A combination of antiviral medications can eradicate hepatitis C virus (HCV) infection in more than 90% of patients with advanced liver disease, according to a large multi-center clinical trial.
“The results demonstrate that even in patients with liver cirrhosis and liver failure, HCV can be eradicated with a combination of sofosbuvir and velpatasvir, with or without the addition of ribavirin for 12 weeks or 24 weeks,” the co-principal investigator Michael Curry, MD, associate professor of medicine at Harvard Medical School, told Medical Economics.
The number of patients with liver failure due to HCV infections is expected to increase substantially over the next 10 years. The current treatment for patients with liver failure is to add these patients to the liver transplant waiting list for liver transplantation.
Presently, there is no approved therapy for patients with decompensated liver cirrhosis, Curry noted.
The phase 3, randomized, open-label study enrolled 267 patients with liver failure caused by HCV infections.
The study results were published online in the November 17, 2015, issue of the New England Journal of Medicine.
Using a daily combination of the antiviral medications successfully treated HCV in 83-94% of patients. More than half of the patients had failed a prior course of treatment.
Additionally, with eradication of HCV, the researchers found visible improvement in liver function in a significant number of patients, in particular among those with more advanced liver disease.
Serious adverse events occurred in 19% of patients who received 12 weeks of sofosbuvir–velpatasvir, 16% of those who received 12 weeks of that combination plus ribavirin, and 18% of those who received 24 weeks of sofosbuvir–velpatasvir.
The most common adverse events were fatigue (29%), nausea (23%) and headache (22%) in all patients and anemia (31%) in the patients receiving ribavirin.
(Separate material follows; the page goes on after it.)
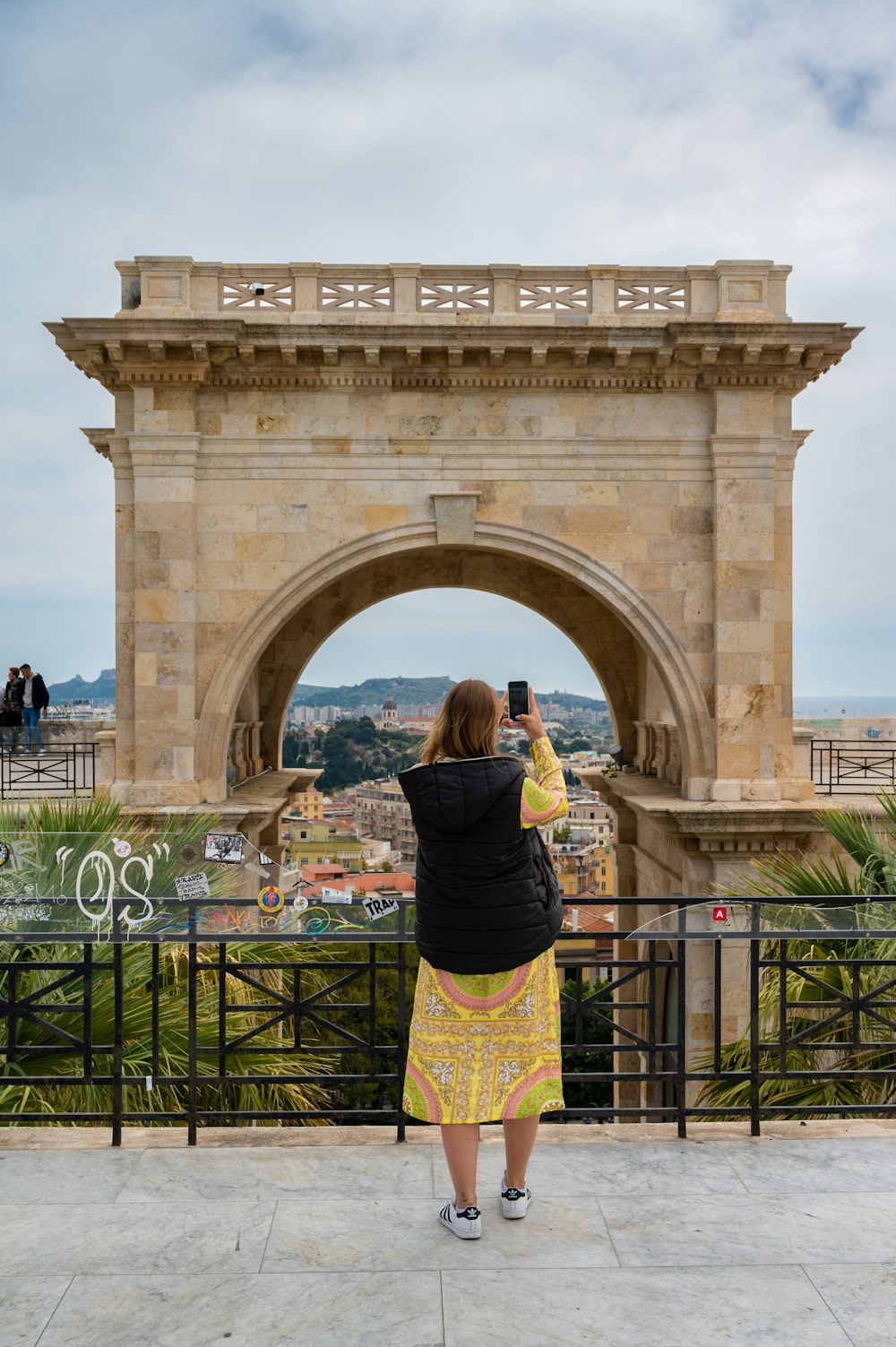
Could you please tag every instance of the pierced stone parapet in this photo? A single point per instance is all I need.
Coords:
(599, 295)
“These new findings indicate that patients with more advanced liver disease can still benefit from treatment of HCV and that elimination of this infection is associated with early improvement in liver function,” Curry said.
Eradication of HCV in patients with advanced liver disease may translate into fewer liver transplants. “While we did not look at liver transplant candidacy in this study, one could think that improvement in liver function might lead to a decrease in the need for liver transplantation in select patient groups,” said Curry, which is now the focus of other studies.
The important message for clinicians is to continue to test patients for HCV, said Curry. “Ideally, it is best to eradicate HCV prior to the development of liver failure,” he said.
A large fraction of the HCV population still remains undiagnosed. “Three-quarters of patients with HCV come from the baby boomer era. This is the group that needs to be targeted with widespread testing,” Curry said.